What metrics should I monitor for CDEs?

Key CDE metrics include: workspace startup time, active workspace count, resource utilization (CPU/memory/storage), connection latency, build success rate, and cost per developer. Track SLIs like workspace availability and startup time p95.

How do I set up Prometheus monitoring for CDEs?

Most CDE platforms expose Prometheus metrics endpoints. Configure Prometheus to scrape the control plane metrics, add Grafana dashboards for visualization, and set up alerts for workspace failures, high latency, or resource exhaustion.

What SLOs should CDE platforms target?

Typical CDE SLOs: 99.5% workspace availability, workspace startup under 2 minutes (p95), IDE connection latency under 100ms, and 99% build success rate. Adjust based on your organization's requirements.

Monitoring & Observability Guide

Complete monitoring strategy for Cloud Development Environments. Track performance, ensure reliability, optimize costs, and maintain SLAs.

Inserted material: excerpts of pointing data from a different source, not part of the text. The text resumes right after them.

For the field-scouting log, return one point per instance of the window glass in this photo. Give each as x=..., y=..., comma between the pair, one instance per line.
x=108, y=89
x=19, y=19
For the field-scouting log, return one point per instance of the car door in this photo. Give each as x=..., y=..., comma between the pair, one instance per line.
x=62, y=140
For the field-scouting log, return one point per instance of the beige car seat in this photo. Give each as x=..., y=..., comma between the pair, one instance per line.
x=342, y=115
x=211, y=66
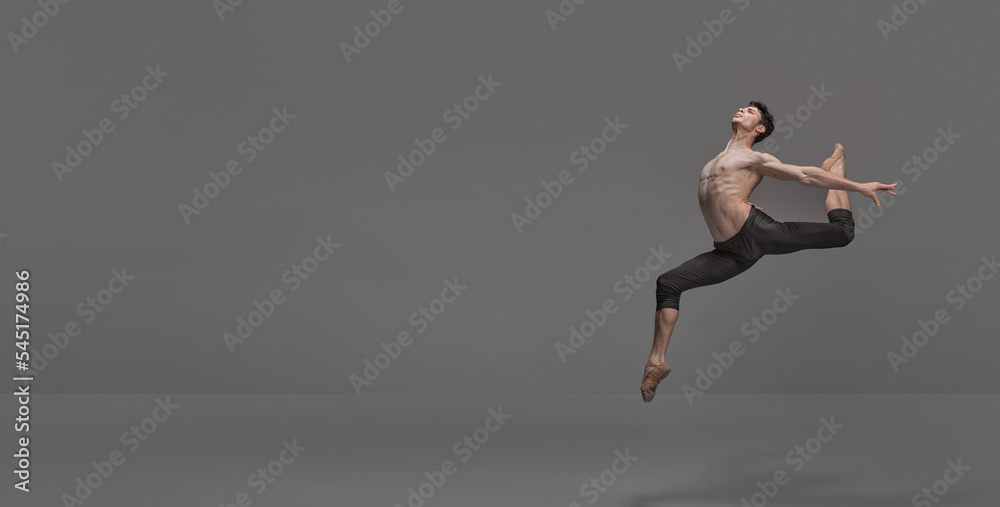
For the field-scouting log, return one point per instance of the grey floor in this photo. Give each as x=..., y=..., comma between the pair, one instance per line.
x=370, y=450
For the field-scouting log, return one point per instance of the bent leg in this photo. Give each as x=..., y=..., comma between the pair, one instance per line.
x=786, y=237
x=704, y=269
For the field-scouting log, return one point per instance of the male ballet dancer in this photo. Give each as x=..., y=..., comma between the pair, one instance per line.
x=742, y=233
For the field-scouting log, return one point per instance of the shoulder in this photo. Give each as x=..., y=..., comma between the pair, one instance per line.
x=757, y=159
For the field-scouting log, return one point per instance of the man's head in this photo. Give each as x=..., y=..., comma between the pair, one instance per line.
x=754, y=118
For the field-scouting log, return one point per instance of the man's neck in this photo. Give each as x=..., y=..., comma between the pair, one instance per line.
x=740, y=142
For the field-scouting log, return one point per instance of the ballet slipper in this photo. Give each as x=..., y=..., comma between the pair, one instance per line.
x=652, y=379
x=838, y=153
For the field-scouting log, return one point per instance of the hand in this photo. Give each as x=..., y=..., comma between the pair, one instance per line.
x=868, y=190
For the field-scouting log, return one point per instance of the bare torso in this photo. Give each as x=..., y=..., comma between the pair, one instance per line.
x=723, y=192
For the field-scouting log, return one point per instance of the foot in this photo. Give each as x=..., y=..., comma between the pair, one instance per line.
x=653, y=375
x=838, y=154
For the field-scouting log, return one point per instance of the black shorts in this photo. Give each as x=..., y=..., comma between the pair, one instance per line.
x=760, y=235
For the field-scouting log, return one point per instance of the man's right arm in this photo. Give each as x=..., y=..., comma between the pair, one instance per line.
x=769, y=165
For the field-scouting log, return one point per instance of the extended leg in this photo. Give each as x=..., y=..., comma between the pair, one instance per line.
x=705, y=269
x=837, y=164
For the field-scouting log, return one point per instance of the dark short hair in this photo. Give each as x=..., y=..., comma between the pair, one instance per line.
x=765, y=118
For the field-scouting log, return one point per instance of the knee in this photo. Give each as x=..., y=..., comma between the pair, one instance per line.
x=668, y=291
x=845, y=219
x=667, y=283
x=849, y=235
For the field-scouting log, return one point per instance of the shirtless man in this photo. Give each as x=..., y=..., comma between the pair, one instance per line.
x=741, y=232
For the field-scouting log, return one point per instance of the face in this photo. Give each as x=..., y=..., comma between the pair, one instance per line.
x=746, y=117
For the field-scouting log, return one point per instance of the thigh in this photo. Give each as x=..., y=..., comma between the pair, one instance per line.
x=786, y=237
x=708, y=268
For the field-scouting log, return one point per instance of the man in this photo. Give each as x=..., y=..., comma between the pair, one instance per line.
x=742, y=233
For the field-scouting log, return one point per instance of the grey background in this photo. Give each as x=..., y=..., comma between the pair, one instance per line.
x=323, y=176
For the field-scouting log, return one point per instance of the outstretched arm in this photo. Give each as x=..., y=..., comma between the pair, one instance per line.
x=769, y=165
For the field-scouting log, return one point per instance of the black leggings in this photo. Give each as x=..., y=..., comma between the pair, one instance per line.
x=761, y=235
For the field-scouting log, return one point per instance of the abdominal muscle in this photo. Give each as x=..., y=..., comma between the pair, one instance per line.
x=723, y=195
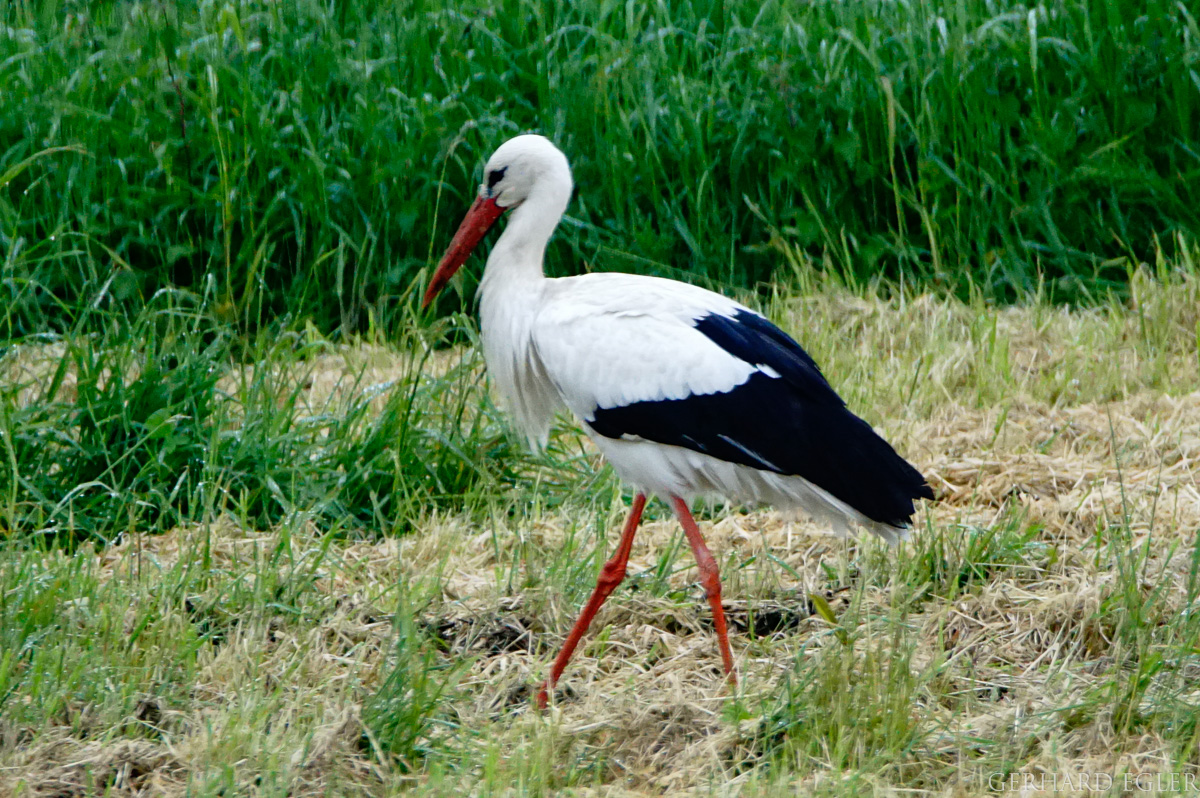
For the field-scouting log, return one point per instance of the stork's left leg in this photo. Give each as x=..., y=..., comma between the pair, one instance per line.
x=711, y=579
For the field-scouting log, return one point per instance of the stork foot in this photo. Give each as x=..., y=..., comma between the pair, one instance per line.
x=611, y=575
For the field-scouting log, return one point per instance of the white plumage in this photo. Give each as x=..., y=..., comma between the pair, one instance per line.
x=683, y=390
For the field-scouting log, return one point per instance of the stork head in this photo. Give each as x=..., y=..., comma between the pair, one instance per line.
x=523, y=167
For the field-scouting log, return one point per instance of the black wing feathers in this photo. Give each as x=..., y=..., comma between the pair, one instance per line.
x=795, y=424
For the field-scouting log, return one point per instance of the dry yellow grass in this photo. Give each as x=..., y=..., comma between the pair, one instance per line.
x=1078, y=432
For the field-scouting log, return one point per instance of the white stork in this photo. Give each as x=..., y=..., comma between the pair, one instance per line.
x=684, y=391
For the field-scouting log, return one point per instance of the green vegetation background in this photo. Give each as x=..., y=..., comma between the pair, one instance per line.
x=306, y=159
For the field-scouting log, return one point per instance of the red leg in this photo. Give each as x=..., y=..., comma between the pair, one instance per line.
x=712, y=581
x=611, y=575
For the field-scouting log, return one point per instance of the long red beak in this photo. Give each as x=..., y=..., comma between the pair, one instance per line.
x=474, y=226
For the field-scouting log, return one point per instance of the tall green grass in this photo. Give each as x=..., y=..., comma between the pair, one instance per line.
x=157, y=421
x=310, y=156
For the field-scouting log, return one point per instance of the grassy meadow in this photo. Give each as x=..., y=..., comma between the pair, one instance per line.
x=264, y=531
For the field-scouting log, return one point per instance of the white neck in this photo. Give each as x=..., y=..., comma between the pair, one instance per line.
x=519, y=252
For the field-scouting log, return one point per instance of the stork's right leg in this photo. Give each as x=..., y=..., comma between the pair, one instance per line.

Quick Setup Dashboard Templates

Why Monitoring Matters

CDEs are mission-critical infrastructure. Without proper monitoring, you fly blind.

Business Impact

Developer productivity tracking
Incident response automation
Capacity planning data
Compliance evidence

SLA Management

Track uptime commitments
Measure error budgets
Identify SLO violations
Prove service quality

Cost Optimization

Detect idle workspaces
Right-size resources
Forecast spend trends
Reduce cloud waste

Key Metrics to Monitor

Track these metrics across your CDE platform for comprehensive observability.

Control Plane

API Latency

P50, P95, P99 response times

Error Rates

4xx, 5xx HTTP status codes

Auth Failures

SSO, OIDC, token validation

Workspaces

Creation Time

Request to ready (target: 60s)

Startup Time

Container/VM boot duration

Failure Rate

Failed provisioning attempts

Active Count

Running workspaces per user

User Experience

Connection Latency

SSH, VS Code Remote ping time

IDE Responsiveness

File save, autocomplete lag

Session Duration

Average time in workspace

Infrastructure

CPU Usage

Per workspace & cluster-wide

Memory Usage

RAM consumption & pressure

Disk I/O

Read/write throughput & IOPS

Network Traffic

Ingress/egress bandwidth

Cost Tracking

Spend per User

Daily/monthly cost attribution

Idle Time

Workspaces with no activity

Resource Waste

Over-provisioned instances

Budget Alerts

Threshold-based notifications

Prometheus & Grafana Setup

Industry-standard monitoring stack for CDEs. Open-source, powerful, and battle-tested.

Prometheus Configuration

prometheus.yml

global:
  scrape_interval: 15s
  evaluation_interval: 15s

scrape_configs:
  # Coder control plane metrics
  - job_name: 'coder'
    static_configs:
      - targets: ['coder:2112']

  # Kubernetes node metrics
  - job_name: 'kubernetes-nodes'
    kubernetes_sd_configs:
      - role: node

  # Workspace pod metrics
  - job_name: 'workspace-pods'
    kubernetes_sd_configs:
      - role: pod
        namespaces:
          names:
            - coder-workspaces
    relabel_configs:
      - source_labels: [__meta_kubernetes_pod_annotation_prometheus_io_scrape]
        action: keep
        regex: true

  # Cost metrics (AWS CloudWatch exporter)
  - job_name: 'cloudwatch-exporter'
    static_configs:
      - targets: ['cloudwatch-exporter:9106']

Essential PromQL Queries

Workspace Creation Time (P95)

histogram_quantile(0.95,
  sum(rate(workspace_build_duration_bucket[5m]))
  by (le, template)
)

API Error Rate

sum(rate(http_requests_total{
  status=~"5.."
}[5m]))
/
sum(rate(http_requests_total[5m]))

Idle Workspaces (> 1 hour)

count(
  time() - workspace_last_activity_seconds
  > 3600
)

Memory Usage per Workspace

sum(container_memory_usage_bytes{
  namespace="coder-workspaces"
}) by (pod) / 1024^3

Import Grafana Dashboard

Quick Import: Create a new Grafana dashboard and paste this JSON to get started immediately.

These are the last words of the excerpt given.